We start by considering the case where ~T=1~. In this situation, it is clearly optimal to order the poutine with the highest ~a_i~ value.

Consider a situation where ~T > 1~. Is it ever optimal to ignore the poutine with the highest ~a_i~ value and choose some other types? We claim the answer is no, and we use a proof by contradiction here. Note that ordering a poutine more than once does not increase the utility that it provides. Consider some optimal selection order of poutine that does not include the poutine with the highest ~a_i~ value at all. Note that no order of poutine can provide utility strictly larger than ~a_i~ as a result, but this means we can arbitrarily substitute some chosen poutine with the one that has the highest ~a_i~ value. This does not decrease the utility gained (and in fact may increase it). This implies that we should always select the poutine with the highest ~a_i~ value at every step.

This directly gives an ~\Omega(T)~ algorithm, of the following form:

Repeat the following T times
    Find the poutine that gives the maximum utility now, and order it

However, ~T~ can be as large as ~10^{18}~, so this algorithm will be too slow. Therefore, we have to do better than simulate this process one step at a time.
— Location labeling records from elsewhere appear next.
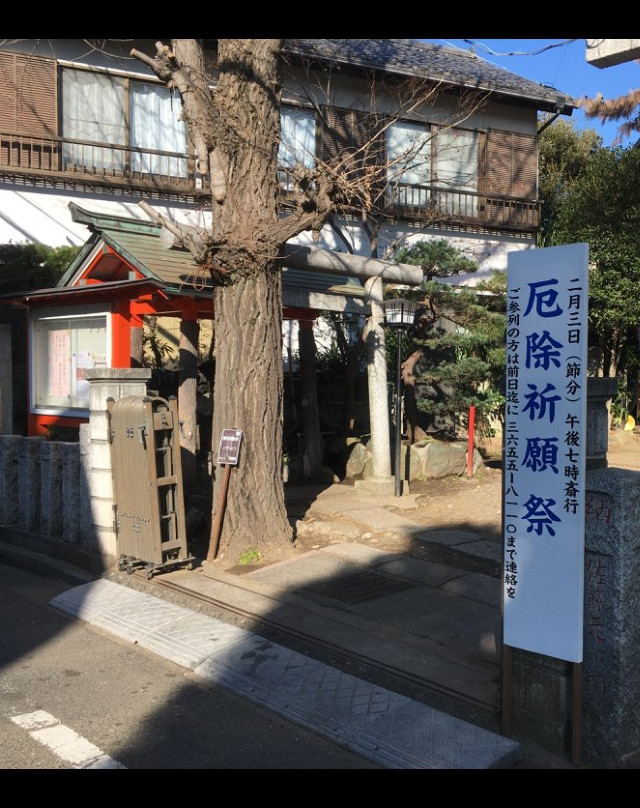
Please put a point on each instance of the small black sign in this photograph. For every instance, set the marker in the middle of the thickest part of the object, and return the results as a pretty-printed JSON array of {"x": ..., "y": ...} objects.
[{"x": 229, "y": 448}]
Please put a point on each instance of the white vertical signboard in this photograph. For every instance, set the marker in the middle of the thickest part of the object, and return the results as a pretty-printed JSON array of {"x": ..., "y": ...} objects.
[{"x": 545, "y": 450}]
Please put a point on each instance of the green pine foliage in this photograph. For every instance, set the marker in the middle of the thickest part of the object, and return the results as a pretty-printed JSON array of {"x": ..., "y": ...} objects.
[
  {"x": 24, "y": 267},
  {"x": 459, "y": 333},
  {"x": 602, "y": 208}
]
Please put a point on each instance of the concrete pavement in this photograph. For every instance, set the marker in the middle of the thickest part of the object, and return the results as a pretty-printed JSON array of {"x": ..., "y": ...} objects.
[{"x": 393, "y": 656}]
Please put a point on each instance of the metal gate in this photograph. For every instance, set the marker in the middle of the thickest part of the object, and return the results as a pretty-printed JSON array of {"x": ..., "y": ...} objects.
[{"x": 147, "y": 484}]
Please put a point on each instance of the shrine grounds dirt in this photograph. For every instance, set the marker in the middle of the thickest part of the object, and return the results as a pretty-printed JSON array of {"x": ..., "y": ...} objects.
[{"x": 470, "y": 504}]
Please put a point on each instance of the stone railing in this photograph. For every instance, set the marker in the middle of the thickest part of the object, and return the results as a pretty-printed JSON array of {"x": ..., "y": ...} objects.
[{"x": 57, "y": 497}]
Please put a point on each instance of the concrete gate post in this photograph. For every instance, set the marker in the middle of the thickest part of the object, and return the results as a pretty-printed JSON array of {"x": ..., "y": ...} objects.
[
  {"x": 105, "y": 383},
  {"x": 611, "y": 666}
]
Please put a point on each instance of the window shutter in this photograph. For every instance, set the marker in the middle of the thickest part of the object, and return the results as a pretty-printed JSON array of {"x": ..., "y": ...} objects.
[
  {"x": 28, "y": 98},
  {"x": 511, "y": 164},
  {"x": 348, "y": 129}
]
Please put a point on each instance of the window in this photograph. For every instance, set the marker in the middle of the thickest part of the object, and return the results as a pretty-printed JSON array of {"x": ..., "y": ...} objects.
[
  {"x": 297, "y": 142},
  {"x": 456, "y": 169},
  {"x": 409, "y": 163},
  {"x": 102, "y": 109},
  {"x": 63, "y": 347}
]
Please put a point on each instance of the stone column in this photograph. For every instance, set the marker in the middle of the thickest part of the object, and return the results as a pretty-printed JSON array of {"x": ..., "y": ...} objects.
[
  {"x": 106, "y": 383},
  {"x": 542, "y": 694},
  {"x": 611, "y": 662},
  {"x": 51, "y": 488},
  {"x": 381, "y": 481},
  {"x": 29, "y": 483},
  {"x": 599, "y": 390},
  {"x": 6, "y": 381}
]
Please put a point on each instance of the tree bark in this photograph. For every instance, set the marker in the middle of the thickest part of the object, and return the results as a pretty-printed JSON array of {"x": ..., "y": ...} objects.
[{"x": 248, "y": 391}]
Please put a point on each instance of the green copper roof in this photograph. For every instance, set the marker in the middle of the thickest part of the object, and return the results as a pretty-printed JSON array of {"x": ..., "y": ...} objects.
[{"x": 138, "y": 242}]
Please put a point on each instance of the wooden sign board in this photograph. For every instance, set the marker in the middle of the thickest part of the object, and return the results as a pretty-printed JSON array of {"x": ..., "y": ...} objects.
[
  {"x": 545, "y": 450},
  {"x": 229, "y": 447}
]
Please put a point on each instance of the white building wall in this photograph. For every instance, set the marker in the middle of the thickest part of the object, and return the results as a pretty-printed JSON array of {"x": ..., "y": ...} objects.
[{"x": 43, "y": 215}]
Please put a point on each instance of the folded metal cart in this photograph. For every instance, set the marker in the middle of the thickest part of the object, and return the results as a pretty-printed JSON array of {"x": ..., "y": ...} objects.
[{"x": 147, "y": 484}]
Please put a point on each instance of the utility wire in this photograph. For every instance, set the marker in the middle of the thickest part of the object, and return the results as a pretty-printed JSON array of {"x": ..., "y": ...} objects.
[{"x": 489, "y": 50}]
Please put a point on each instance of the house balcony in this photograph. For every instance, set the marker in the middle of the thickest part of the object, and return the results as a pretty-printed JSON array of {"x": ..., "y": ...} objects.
[
  {"x": 437, "y": 206},
  {"x": 55, "y": 160}
]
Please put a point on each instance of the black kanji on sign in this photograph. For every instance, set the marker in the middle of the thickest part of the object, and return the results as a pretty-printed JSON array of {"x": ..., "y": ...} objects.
[{"x": 229, "y": 448}]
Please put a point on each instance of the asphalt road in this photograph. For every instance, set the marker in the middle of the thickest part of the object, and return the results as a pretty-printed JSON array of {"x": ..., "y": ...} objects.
[{"x": 72, "y": 697}]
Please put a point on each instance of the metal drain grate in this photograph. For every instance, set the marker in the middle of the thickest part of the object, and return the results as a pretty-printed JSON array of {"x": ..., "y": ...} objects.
[{"x": 359, "y": 587}]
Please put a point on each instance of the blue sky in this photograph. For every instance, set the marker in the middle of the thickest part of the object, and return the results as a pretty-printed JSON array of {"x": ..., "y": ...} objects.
[{"x": 564, "y": 67}]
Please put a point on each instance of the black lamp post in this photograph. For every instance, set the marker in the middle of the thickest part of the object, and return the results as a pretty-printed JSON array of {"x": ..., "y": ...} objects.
[{"x": 399, "y": 314}]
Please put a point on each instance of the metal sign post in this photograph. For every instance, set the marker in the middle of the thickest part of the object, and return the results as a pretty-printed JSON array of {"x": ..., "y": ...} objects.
[{"x": 228, "y": 452}]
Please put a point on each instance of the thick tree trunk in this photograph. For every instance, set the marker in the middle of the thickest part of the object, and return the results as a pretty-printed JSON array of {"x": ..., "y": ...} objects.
[
  {"x": 248, "y": 391},
  {"x": 248, "y": 396}
]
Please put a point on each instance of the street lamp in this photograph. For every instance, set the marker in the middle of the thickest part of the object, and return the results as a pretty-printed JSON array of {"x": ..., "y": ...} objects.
[{"x": 399, "y": 314}]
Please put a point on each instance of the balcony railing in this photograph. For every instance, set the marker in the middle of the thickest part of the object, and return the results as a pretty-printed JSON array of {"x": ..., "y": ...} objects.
[
  {"x": 437, "y": 205},
  {"x": 95, "y": 163},
  {"x": 134, "y": 168},
  {"x": 432, "y": 204}
]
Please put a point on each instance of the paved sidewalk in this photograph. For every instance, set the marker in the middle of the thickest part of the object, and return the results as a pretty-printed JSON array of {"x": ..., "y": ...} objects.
[{"x": 396, "y": 657}]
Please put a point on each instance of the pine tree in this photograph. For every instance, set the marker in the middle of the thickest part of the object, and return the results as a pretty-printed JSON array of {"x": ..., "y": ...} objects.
[{"x": 457, "y": 346}]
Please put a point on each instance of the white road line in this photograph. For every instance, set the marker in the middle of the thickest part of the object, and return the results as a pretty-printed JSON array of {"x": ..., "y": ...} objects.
[{"x": 64, "y": 742}]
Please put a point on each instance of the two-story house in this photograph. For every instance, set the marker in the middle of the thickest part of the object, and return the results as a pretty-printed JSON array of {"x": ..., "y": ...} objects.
[{"x": 445, "y": 146}]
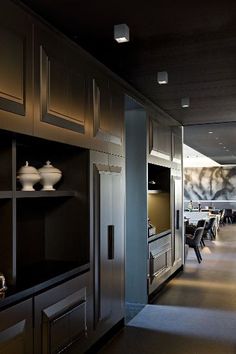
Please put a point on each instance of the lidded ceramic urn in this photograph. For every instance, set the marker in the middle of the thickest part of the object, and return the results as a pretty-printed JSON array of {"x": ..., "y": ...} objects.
[
  {"x": 28, "y": 177},
  {"x": 49, "y": 176}
]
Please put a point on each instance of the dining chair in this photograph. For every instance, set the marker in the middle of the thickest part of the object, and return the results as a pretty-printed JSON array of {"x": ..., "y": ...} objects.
[
  {"x": 194, "y": 241},
  {"x": 209, "y": 229}
]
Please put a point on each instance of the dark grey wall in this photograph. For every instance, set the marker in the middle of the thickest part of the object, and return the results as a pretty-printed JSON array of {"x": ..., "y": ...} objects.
[{"x": 136, "y": 207}]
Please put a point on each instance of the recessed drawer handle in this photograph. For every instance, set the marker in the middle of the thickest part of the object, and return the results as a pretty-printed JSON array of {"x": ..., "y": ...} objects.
[{"x": 111, "y": 230}]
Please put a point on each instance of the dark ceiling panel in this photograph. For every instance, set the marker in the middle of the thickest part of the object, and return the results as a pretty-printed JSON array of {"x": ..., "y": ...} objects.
[{"x": 219, "y": 145}]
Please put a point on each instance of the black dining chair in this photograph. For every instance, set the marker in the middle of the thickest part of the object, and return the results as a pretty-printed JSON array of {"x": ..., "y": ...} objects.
[
  {"x": 194, "y": 241},
  {"x": 222, "y": 217},
  {"x": 228, "y": 217},
  {"x": 209, "y": 229},
  {"x": 190, "y": 229}
]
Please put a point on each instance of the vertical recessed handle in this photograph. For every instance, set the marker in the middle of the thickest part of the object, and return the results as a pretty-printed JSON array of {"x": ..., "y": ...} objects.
[
  {"x": 110, "y": 241},
  {"x": 177, "y": 219}
]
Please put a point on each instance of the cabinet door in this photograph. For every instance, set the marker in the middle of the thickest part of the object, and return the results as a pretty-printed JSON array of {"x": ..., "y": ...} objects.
[
  {"x": 60, "y": 75},
  {"x": 16, "y": 106},
  {"x": 108, "y": 110},
  {"x": 61, "y": 318},
  {"x": 159, "y": 140},
  {"x": 16, "y": 329},
  {"x": 108, "y": 239}
]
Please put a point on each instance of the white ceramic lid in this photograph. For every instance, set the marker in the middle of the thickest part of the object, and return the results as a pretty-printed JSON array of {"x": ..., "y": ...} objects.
[
  {"x": 27, "y": 169},
  {"x": 48, "y": 168}
]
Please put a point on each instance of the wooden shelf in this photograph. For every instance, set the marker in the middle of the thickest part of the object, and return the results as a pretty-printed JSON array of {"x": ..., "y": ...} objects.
[
  {"x": 6, "y": 194},
  {"x": 45, "y": 194}
]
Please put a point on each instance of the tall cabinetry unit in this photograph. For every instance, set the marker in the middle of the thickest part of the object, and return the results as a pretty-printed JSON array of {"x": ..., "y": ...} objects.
[
  {"x": 165, "y": 247},
  {"x": 107, "y": 239},
  {"x": 177, "y": 195}
]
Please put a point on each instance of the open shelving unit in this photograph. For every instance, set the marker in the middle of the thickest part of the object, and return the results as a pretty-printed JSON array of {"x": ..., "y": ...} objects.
[{"x": 43, "y": 233}]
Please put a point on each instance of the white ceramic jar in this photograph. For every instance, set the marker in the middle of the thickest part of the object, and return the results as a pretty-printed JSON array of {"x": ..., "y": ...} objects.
[
  {"x": 49, "y": 176},
  {"x": 28, "y": 177}
]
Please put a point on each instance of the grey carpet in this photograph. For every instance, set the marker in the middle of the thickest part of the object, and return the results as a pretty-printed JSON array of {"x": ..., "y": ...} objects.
[{"x": 195, "y": 314}]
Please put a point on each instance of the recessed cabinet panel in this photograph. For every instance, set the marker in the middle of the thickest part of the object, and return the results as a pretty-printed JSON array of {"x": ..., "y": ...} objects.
[
  {"x": 12, "y": 68},
  {"x": 64, "y": 323},
  {"x": 108, "y": 110},
  {"x": 61, "y": 317},
  {"x": 15, "y": 69},
  {"x": 16, "y": 329},
  {"x": 60, "y": 86},
  {"x": 62, "y": 94},
  {"x": 159, "y": 140}
]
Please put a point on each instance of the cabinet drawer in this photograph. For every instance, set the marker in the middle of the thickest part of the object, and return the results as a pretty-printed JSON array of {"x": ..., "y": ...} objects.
[
  {"x": 64, "y": 323},
  {"x": 16, "y": 329},
  {"x": 61, "y": 318}
]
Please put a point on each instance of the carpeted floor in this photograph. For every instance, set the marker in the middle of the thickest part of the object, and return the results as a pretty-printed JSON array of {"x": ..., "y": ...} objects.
[{"x": 196, "y": 312}]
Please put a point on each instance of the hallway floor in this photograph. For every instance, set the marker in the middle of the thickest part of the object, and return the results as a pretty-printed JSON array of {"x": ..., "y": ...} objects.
[{"x": 195, "y": 313}]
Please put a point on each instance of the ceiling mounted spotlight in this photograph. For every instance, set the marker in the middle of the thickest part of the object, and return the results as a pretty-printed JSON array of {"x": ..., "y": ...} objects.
[
  {"x": 162, "y": 77},
  {"x": 121, "y": 33},
  {"x": 185, "y": 102}
]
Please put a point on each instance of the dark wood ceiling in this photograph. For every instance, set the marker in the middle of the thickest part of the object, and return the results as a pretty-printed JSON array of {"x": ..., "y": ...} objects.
[{"x": 194, "y": 41}]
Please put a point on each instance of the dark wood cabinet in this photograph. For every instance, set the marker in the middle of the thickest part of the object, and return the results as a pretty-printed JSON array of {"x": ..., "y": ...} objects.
[
  {"x": 50, "y": 88},
  {"x": 16, "y": 93},
  {"x": 107, "y": 240},
  {"x": 60, "y": 87},
  {"x": 16, "y": 329},
  {"x": 107, "y": 109},
  {"x": 61, "y": 318},
  {"x": 45, "y": 233}
]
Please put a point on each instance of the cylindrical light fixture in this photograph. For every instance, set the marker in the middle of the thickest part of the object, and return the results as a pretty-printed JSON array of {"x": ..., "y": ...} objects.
[{"x": 121, "y": 33}]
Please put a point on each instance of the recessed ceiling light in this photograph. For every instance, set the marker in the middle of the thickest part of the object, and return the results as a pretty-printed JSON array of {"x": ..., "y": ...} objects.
[
  {"x": 185, "y": 102},
  {"x": 121, "y": 33},
  {"x": 162, "y": 77}
]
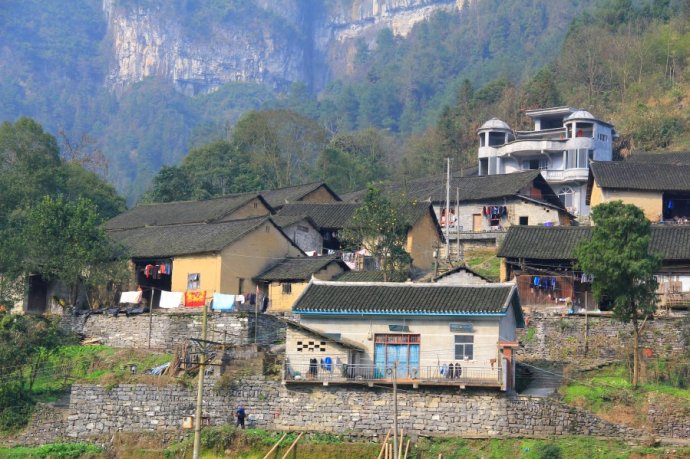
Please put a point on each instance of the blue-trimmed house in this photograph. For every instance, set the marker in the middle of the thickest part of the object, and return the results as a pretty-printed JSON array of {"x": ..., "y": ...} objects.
[{"x": 430, "y": 334}]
If we look at the structure more carefully here, we note that the utility values that we gain at each time step are nonincreasing. Because of this, we can perform a binary search on the utility that Thomas will gain on the ~T~th iteration of this algorithm. Let this value be ~v~. Thomas will look at each poutine in turn and order it until the utility gained from it is no larger than ~v~. Repeat this for every poutine. After this point in time, some poutines will give exactly ~v~ utility. If this can account for exactly ~T~ orders, then ~v~ is the correct answer. Otherwise, either it accounts for too many orders, in which case we increase ~v~, or it accounts for too few orders, in which case we decrease ~v~.